Frankly, conversions to both image and searchable PDF would have been much quicker if not for the time consumed loading and unloading the scanner. In any case, I didn’t encounter any real problems while scanning book pages, so I’m not sure why CZUR suggests you stick with presenting and teaching and choose another model for book scanning. (The forthcoming ET24 Pro boasts laser curve-flatting hardware instead of a software algorithm.) The software also supports scanning and managing business-card and financial data.

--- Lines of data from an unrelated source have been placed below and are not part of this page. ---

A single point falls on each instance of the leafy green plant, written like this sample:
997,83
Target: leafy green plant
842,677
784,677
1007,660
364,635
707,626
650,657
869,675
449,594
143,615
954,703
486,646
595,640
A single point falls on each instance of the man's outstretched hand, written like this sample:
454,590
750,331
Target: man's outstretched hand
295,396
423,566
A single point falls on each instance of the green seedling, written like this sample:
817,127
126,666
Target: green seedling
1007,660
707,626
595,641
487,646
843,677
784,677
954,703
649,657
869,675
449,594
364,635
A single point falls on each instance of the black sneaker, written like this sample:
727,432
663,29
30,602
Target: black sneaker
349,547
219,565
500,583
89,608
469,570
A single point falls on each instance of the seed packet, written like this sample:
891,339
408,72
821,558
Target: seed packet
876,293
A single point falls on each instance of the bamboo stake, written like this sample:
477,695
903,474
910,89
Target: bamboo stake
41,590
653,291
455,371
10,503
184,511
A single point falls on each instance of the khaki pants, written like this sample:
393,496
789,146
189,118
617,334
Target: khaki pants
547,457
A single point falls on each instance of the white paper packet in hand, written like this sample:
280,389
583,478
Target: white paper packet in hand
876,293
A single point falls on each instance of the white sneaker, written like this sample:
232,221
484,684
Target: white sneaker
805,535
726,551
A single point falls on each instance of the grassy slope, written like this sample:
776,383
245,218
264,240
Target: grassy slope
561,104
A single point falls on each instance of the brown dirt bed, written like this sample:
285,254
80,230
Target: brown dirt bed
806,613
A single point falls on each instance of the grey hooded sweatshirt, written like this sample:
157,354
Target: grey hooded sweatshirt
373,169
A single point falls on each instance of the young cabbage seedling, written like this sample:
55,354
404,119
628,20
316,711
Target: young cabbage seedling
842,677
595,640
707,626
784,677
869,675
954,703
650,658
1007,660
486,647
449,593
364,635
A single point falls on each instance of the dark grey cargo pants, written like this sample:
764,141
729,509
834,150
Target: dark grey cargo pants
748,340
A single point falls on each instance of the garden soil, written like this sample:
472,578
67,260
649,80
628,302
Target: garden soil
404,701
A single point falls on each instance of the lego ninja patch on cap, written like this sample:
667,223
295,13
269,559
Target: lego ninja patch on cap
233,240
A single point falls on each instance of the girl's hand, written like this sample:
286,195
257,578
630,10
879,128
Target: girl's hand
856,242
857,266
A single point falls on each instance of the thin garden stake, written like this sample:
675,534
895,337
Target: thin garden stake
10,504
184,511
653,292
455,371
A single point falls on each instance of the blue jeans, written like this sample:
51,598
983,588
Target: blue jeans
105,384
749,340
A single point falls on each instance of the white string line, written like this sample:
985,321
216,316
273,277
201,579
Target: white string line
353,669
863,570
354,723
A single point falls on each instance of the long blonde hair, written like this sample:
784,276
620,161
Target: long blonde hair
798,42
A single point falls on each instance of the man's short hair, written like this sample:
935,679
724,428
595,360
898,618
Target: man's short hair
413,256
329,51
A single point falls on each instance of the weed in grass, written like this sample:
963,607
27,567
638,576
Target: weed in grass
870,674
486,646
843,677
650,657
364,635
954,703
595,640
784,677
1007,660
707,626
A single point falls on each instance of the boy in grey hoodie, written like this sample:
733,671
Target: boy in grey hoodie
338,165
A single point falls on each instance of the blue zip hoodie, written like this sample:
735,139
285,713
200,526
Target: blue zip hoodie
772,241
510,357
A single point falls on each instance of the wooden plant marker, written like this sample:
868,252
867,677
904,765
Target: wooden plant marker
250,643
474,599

I should underscore that, even though I’ve griped about its modest throughput, the Ultra Pro was two to three times faster than the CZUR ET16 reviewed here back in 2018. Also, I scanned several color photos and magazine pages and was impressed with image Quality, detail, and color accuracy, though I had to fiddle with the lighting knob a few times for the best results.
As with other desktop scanners these days, the Shine Ultra Pro’s OCR accuracy is excellent. Like the IRIScan book scanners, the CZUR both our Arial converted and Times New Roman font test pages error-free down to 6 points. Few books or documents contain text anywhere near that small. Image quality was as exceptional as you’d expect a 24-megapixel camera’s to be.
A Splendid Overhead Scanner
There’s a lot to like about the CZUR Shine Ultra Pro, especially its 24MP CMOS sensor (compared to the IRIScan Desk 6 Pro’s 21MP and Desk 6 Business’s 16MP). CZUR may call this a personal scanner, but it’s not short on professional-grade features, though it is smaller, lighter, and more portable than its comparably priced competitors. All this makes the Shine Ultra Pro a fine alternative to the Desk 6 Pro, our current favorite book scanner.